Deep generative models for 3D compound design from fragment screens
Fergus Imrie1, Anthony Bradley2, Mihaela van der Schaar3,4, Charlotte Deane1
1Department of Statistics, University of Oxford
2Exscientia Ltd
3University of Cambridge
4Alan Turing Institute
Fragment-based drug discovery (FBDD) has become an increasingly important tool for finding hit compounds, in particular for challenging targets and novel protein families. FBDD utilises smaller than drug-like compounds to identify low potency, high quality leads, that are then matured into more potent, drug-like compounds. Once an initial fragment screen has taken place, a key challenge is deciding which hits to follow-up, and in what way. We seek to automate the elaboration of initial fragment hits in a data-driven and principled manner using state-of-the-art machine learning techniques.
Typically decision making in FBDD is highly subjective and the objective properties used (e.g. ligand efficiency) focus on the starting point and not the destination, the optimised small molecule. Although this strategy can be successful, it will not always be optimal and is very hard to scale. This is one of the reasons FBDD has failed to live up to its promise of 20 years ago and novel approaches to fragment elaboration are sorely needed.
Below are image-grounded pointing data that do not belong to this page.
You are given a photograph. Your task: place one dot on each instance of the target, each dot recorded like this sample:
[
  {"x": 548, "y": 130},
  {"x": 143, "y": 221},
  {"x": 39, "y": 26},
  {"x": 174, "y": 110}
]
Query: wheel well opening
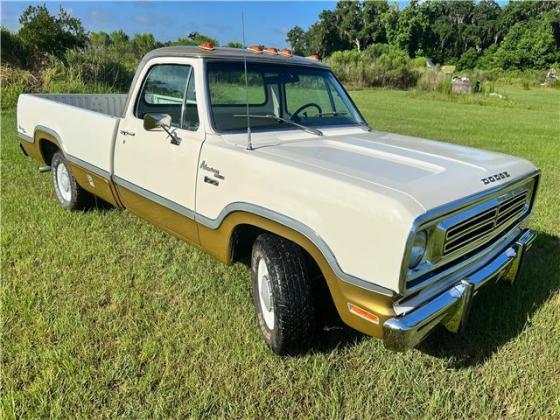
[
  {"x": 242, "y": 241},
  {"x": 48, "y": 149}
]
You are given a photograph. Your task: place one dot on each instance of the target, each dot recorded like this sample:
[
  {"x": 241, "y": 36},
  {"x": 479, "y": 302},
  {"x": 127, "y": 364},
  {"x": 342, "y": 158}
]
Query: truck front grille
[{"x": 486, "y": 222}]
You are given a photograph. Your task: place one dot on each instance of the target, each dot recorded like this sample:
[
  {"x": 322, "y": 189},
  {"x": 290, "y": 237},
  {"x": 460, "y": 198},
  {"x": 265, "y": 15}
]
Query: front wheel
[
  {"x": 282, "y": 294},
  {"x": 69, "y": 194}
]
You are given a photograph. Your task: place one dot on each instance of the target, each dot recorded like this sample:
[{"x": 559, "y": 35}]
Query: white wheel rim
[
  {"x": 63, "y": 182},
  {"x": 265, "y": 294}
]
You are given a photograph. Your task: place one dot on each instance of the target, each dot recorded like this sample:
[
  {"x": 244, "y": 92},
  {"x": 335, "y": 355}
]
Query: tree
[
  {"x": 195, "y": 38},
  {"x": 42, "y": 33},
  {"x": 297, "y": 39},
  {"x": 373, "y": 28},
  {"x": 143, "y": 43},
  {"x": 533, "y": 44},
  {"x": 350, "y": 23},
  {"x": 12, "y": 52}
]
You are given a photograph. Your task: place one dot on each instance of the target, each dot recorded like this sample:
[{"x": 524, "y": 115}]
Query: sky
[{"x": 266, "y": 22}]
Several computational methods for fragment elaboration have been proposed that rely exclusively on database look-up or pre-determined reaction schemes. These are inherently constrained to the set of known rules, limiting exploration of chemical space, and only incorporate additional structural knowledge via filtering mechanisms after an exhaustive search. Previous machine learning methods for molecule generation have typically focused on unconstrained generation or, increasingly, property optimisation. Due to the nature of these tasks, the methods utilised are not readily applicable to the challenges in FBDD. In addition, previous methods have not incorporated structural information in the generation process. Our method addresses both of these limitations in a general and readily extendable fashion.
We have developed graph-based deep generative methods for fragment elaboration combining state-of-the-art machine learning techniques with structural knowledge. One specific application of our model is fragment linking, where our method takes as input two fragment hits and designs a molecule incorporating both fragments. The generation process is context dependent, and integrates 3D structural information such as the distance between fragments and their relative orientations. This 3D information is of paramount importance to successful compound design, and we have demonstrated the limitations of omitting such information.
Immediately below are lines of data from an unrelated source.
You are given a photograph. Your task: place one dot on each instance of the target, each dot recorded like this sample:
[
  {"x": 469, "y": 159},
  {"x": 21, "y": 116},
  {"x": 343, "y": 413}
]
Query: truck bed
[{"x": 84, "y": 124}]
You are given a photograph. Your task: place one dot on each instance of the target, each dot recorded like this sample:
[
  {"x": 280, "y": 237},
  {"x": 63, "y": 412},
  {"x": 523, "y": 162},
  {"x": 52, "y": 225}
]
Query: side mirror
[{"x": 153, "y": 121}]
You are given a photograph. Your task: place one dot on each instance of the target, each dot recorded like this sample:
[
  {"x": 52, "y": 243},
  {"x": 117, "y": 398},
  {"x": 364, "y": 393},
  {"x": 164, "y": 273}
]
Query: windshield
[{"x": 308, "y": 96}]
We trained our model using a dataset of molecules extracted from ZINC, and tested our model using the CASF-2016 dataset. The CASF-2016 dataset contains more than 250 binders for a diverse range of proteins together with active conformations derived from high-quality crystal structures. Our method was frequently able to reproduce the original molecule, as well as design de novo linkers that possessed high shape similarity to the original, despite generating a limited number of candidate molecules. In addition, we validated the generated molecules through docking and are exploring further validation.
As far as we are aware, this is both the first example of deep learning applied to FBDD and the first molecular generative model to incorporate 3D structural information directly into the generative process. We have demonstrated that our method designs sensible linkers, in both a 2D and 3D sense, and allows fragment elaboration in a principled, data-driven manner, without the limitations of database-based methods. We believe that our research will prompt a shift in how FBDD is conducted and we are currently working on extensions of our methods to more challenging scenarios within FBDD.